Continued from Part 2:
These extracts come from
WORDS OF MERCURY (Patrick Leigh Fermor, ed Artemis Cooper, John Murray 2003)
a) from the
Introduction by Artemis Cooper
It was in Athens that he [PLF] met the first great love of his life, the Rumanian Balasha Cantacuzene. they both wanted to get away from the city - he to write, she to paint: and for many months they lived in an old water mill surrounded by lemon groves, looking out towards the island of Poros
[Poros is an island that I know pretty well. I'd plan to write about it soon.-Ed]. They could not live at the mill for ever; and when to time came to go, Balasha suggested that they move to Moldavia, the northernmost province of Rumania, and the home of this branch of the Cantacuzène princes for generations.
The house was called Baleni, and it is lovingly described in this volume. Here Paddy spent the last years before the war, interspersed with visits to England and France. He was at Baleni when war was declared, and he immediately went back to London to join up, Paddy and Balasha did not meet again till long after the war.....
b) from the article
Rumania-Travels in a Land before Darkness Fell
Daily Telegraph Weekend Magazine, 12 May 1990
In WORDS OF MERCURY, Artemis Cooper prefaces the article with -
The passage is set in Rumania in the mid to late 1930s. It was written after Paddy revisited Rumania in 1990, following the fall of the Ceausescus. In it he recalls pre-war life at Baleni, the estate in Moldavia belonging to his friend Balasha Cantacuzène, and Helène ('Pomme') and Constantin Donici, Balasha's sister and brother-in-law. This is where Paddy lived during the months leading up to the declaration of war.
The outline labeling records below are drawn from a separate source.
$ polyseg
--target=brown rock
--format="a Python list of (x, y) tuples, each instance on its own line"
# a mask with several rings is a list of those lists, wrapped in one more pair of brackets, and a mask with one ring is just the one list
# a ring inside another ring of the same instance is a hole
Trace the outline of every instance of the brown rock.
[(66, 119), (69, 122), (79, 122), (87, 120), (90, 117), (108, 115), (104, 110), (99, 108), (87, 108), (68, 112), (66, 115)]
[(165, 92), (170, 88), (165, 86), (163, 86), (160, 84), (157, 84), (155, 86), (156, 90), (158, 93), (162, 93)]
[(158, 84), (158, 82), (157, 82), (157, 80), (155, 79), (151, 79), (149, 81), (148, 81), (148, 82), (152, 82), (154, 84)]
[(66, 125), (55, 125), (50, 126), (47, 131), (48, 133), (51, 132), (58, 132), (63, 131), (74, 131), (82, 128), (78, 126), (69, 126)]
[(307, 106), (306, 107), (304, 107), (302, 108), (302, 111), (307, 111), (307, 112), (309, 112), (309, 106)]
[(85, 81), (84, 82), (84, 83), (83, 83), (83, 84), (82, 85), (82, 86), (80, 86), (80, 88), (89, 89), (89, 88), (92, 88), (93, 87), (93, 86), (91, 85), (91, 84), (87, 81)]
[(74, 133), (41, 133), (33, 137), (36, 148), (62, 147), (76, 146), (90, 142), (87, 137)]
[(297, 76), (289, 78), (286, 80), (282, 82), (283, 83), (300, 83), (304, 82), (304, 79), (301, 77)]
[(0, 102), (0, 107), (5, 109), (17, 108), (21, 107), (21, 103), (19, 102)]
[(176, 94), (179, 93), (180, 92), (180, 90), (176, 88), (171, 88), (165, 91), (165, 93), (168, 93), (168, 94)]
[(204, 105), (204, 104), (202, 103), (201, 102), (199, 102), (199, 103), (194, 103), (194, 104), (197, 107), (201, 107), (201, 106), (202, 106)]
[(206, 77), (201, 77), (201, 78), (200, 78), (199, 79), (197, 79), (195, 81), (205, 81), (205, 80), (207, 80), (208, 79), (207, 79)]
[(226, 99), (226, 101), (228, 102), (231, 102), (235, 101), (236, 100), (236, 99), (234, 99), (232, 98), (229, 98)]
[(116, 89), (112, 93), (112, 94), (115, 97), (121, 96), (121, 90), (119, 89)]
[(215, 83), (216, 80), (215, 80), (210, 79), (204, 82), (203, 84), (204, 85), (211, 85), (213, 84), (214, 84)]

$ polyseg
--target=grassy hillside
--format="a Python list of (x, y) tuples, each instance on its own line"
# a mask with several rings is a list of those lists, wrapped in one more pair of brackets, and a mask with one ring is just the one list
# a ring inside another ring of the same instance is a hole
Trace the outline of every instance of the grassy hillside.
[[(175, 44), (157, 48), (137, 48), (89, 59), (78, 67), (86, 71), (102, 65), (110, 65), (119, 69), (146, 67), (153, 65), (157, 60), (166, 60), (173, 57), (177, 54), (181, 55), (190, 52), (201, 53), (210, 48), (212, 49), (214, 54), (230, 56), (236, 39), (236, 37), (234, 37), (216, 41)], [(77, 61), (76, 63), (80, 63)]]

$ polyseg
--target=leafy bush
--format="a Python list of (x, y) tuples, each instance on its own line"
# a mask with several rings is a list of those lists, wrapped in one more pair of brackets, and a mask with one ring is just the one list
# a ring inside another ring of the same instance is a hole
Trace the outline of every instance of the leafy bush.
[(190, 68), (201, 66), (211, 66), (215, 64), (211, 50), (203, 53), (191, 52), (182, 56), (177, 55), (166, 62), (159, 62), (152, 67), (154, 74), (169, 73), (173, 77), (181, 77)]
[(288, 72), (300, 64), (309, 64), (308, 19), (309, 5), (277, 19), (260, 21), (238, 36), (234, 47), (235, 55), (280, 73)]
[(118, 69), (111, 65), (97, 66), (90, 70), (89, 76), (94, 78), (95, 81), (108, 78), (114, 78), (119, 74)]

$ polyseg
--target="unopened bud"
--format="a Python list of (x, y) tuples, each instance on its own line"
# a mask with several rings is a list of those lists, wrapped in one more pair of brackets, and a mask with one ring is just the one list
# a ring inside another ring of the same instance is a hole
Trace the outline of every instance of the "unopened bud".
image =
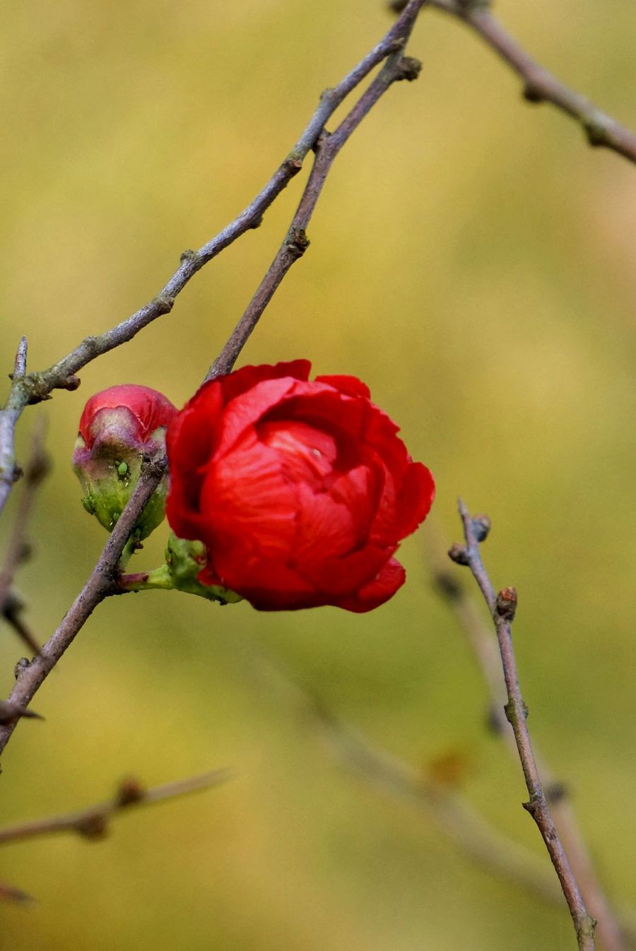
[(494, 612), (505, 621), (511, 621), (517, 610), (517, 590), (516, 588), (504, 588), (497, 594), (494, 603)]
[(470, 565), (468, 552), (464, 545), (454, 544), (449, 549), (449, 558), (454, 561), (455, 565)]
[(202, 541), (178, 538), (171, 532), (165, 548), (165, 564), (172, 583), (178, 591), (199, 594), (209, 601), (220, 601), (222, 604), (236, 604), (238, 601), (242, 601), (241, 594), (230, 591), (229, 588), (222, 588), (221, 585), (203, 585), (198, 580), (198, 575), (207, 564), (205, 545)]
[[(165, 430), (177, 413), (170, 400), (147, 386), (125, 383), (91, 397), (80, 419), (73, 470), (82, 504), (108, 532), (137, 485), (144, 458), (165, 449)], [(166, 480), (162, 479), (133, 532), (145, 538), (163, 521)]]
Patrick Leigh Fermor writes in the body of the article -
...before that year was out, I was back in Rumania at a place called Baleni, and for a long time. It belonged to two Rumanian sisters a few years older than I; we had met in Athens where one of them was a painter, and a light-hearted affinity sprang up. I wanted to start writing, we pooled forces, and after a summer and autumn painting and writing in a Peloponnesian watermill, the question arose: where now?
An answer soon surfaced: 'We've got this tumbledown house in Moldavia. Why not there?' After a journey by sea to Constanza and north from Galatz by train, we got out at a small station where a carriage with an old Polish coachman was waiting: an hour's drive brought us to Baleni. It was a large, rambling, one-storeyed white house with a village and trees and a courtyard fill of friendly dogs, with the wintry dales of Moldavia rolling away all round. To the east, beyond the Prut and the Dniestr, Russia began.
....Plaster flaked from the columns and pediments, and indoors, room opened into room in vistas of Louis Philippe and second Empire furniture. Benevolent or wicked voivodes gazed from the walls in half-Byzantine, half-Slavonic panoplies of fur hats, aigrettes, furred robes and pearls. There would be a western relation or two with powdered hair, boyar descendants with epaulettes and sabres, and some touching girls in crinolines holding flowers and pidgeons and, in this particular house, a handsome great-grandfather called Prince George Cantacuzène
(see here-Ed) , in a Byronic Greek general's costume and scimitar, taking the surrender of the Pasha of Monemvasia
[ the Greeks took Monemvasia, in the Pelopennese, in 1821 during the Greek War of Independence-Ed].
...The voices would be talking French rather than Rumanian. The results of this foible (the legacy, as in Russia and Poland, of several generations) were like the conversations on the first page of
War and Peace but less silly.
....It would be impossible to fit these two sisters into any category. Sent to school in France and England and finished and brought out all over the place, they were good, beautiful, courageous, gifted, imaginative, immersed in literature and the arts, kind, funny and unconventional; everybody loved them, and so did I.
The husband of one ran the estate and their daughter looked like Millais' Ophelia. In indefinable charm pervaded the house, its inhabitants and all connected with it. Most of the large estate had been lopped away in the agrarian reform. There was little cash about, people were paid in kind by a sort of sharing system; so, in a way, were the owners; and, on the spot, there was enough to go round.
...During the next year or two, this was my sheet anchor. There were journeys all over Rumania: a leisurely expedition with horses across north Bessarabia was particularly romantic (now it is entirely annexed by Russia and confusingly renamed 'Republic of Moldavia') - and I can still see the long trestle-tables spread under the oak branches, all set about with jugs of wine and
kvass; and there were journeys by canoe in the vast whispering labyrinth where the Danube falls to pieces.
The summer days of 1939, while the peace of Europe disintegrated, were without a flaw. Two of the English guests staying there - Henry Nevile, who had just left school, and I - tore ourselves away in early September to join the army. As we all waved goodbye in the Gara de Nord in Bucharest ('Back in a few months!') we none of us realized how great and how lasting the break would be.